Autre solution, issue de la pratique, Eric Woerth pourrait remettre sa démission sur la demande du Président, comme l’avait fait le gouvernement Rocard en 1991. Une démission qui pourrait être un aveu de culpabilité ou constaterait simplement l’échec d’Eric Woerth à combattre les accusations portées à son encontre, et son impossibilité de continuer à conduire la politique qui lui avait été confiée.

Mais, pour l’heure, le Ministre ne semble pas enclin à se laisser faire : « Je suis une cible politique, on veut ralentir la réforme des retraites » scande Eric Woerth, actuel ministre du Travail.

 

Une responsabilité pénale ?

La responsabilité pénale d’Eric Woerth pourrait également être engagée si les faits qui lui sont reprochés dans le cadre des fraudes fiscales étaient avérés.

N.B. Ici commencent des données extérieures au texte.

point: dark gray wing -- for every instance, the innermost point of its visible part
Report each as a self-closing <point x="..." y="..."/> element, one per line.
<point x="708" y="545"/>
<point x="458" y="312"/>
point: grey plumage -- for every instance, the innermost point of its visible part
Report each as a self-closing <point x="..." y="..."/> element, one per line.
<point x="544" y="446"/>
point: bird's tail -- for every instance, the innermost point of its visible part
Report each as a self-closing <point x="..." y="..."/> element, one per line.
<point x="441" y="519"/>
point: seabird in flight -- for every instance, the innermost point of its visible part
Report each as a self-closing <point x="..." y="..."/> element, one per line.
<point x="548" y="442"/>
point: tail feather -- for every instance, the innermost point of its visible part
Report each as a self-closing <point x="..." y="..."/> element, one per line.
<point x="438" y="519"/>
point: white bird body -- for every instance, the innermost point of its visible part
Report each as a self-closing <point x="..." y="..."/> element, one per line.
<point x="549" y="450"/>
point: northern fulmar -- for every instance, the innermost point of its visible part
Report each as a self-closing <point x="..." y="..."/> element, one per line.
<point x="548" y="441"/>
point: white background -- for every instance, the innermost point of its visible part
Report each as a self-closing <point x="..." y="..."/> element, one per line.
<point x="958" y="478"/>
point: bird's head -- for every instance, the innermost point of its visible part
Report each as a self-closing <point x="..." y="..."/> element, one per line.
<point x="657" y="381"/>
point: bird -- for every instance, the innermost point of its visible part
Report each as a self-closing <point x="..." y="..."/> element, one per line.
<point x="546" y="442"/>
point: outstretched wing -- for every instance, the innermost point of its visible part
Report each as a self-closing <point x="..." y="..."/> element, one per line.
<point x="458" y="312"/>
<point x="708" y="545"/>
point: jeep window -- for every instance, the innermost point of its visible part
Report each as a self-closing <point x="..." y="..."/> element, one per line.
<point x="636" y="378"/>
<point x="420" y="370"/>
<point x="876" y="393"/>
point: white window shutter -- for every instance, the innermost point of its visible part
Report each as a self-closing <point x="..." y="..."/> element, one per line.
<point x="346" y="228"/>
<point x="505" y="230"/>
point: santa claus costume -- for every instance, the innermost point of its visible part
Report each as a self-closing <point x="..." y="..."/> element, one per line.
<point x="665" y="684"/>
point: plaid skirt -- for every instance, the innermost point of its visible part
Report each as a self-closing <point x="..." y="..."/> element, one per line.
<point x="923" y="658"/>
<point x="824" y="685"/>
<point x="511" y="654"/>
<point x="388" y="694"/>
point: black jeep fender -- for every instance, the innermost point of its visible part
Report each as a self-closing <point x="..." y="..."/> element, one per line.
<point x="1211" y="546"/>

En tant que Ministre, les actes commis dans l’exercice de ses fonctions peuvent engager sa responsabilité devant la Cour de Justice de la République sur la requête d’un particulier. Les requêtes sont examinées par une commission composée de magistrats professionnels, et sont ensuite soit classées, soit transmises au procureur général près la Cour de Cassation pour saisir la Cour de justice de la République.

Celle-ci est composée de 12 parlementaires et de trois juges professionnels (magistrats du siège à la Cour de cassation), dont l’un d’eux préside la Cour.

 

Retraites: Woerth, l’embarrassant porte-parole

 

Les révélations du Journal du dimanche tombent au pire moment pour le Ministre, alors que les discussions sur la réforme restent très tendues. Près de 2 millions de manifestants ont participé jeudi 24 juin à la mobilisation contre la réforme des retraites, selon la CFDT et la CGT, et 800 000 selon le ministère de l'Intérieur.

Plusieurs personnalités au sein du gouvernement ont assuré être « à l'écoute » des inquiétudes des organisations syndicales et des manifestants. Tout en refusant néanmoins de modifier les points essentiels du projet.

 

Le mercredi 16 juin 2010, après plusieurs mois de discussion et d’affrontement, notamment sur la problématique de l’âge légal de départ à la retraite, Eric Woerth avait présenté son avant-projet de réforme des retraites. Malgré les critiques virulentes avancées par l’opposition et une partie de la population, le gouvernement ne change pas de cap et présentera, le 13 juillet 2010, son projet finalisé en Conseil des ministres.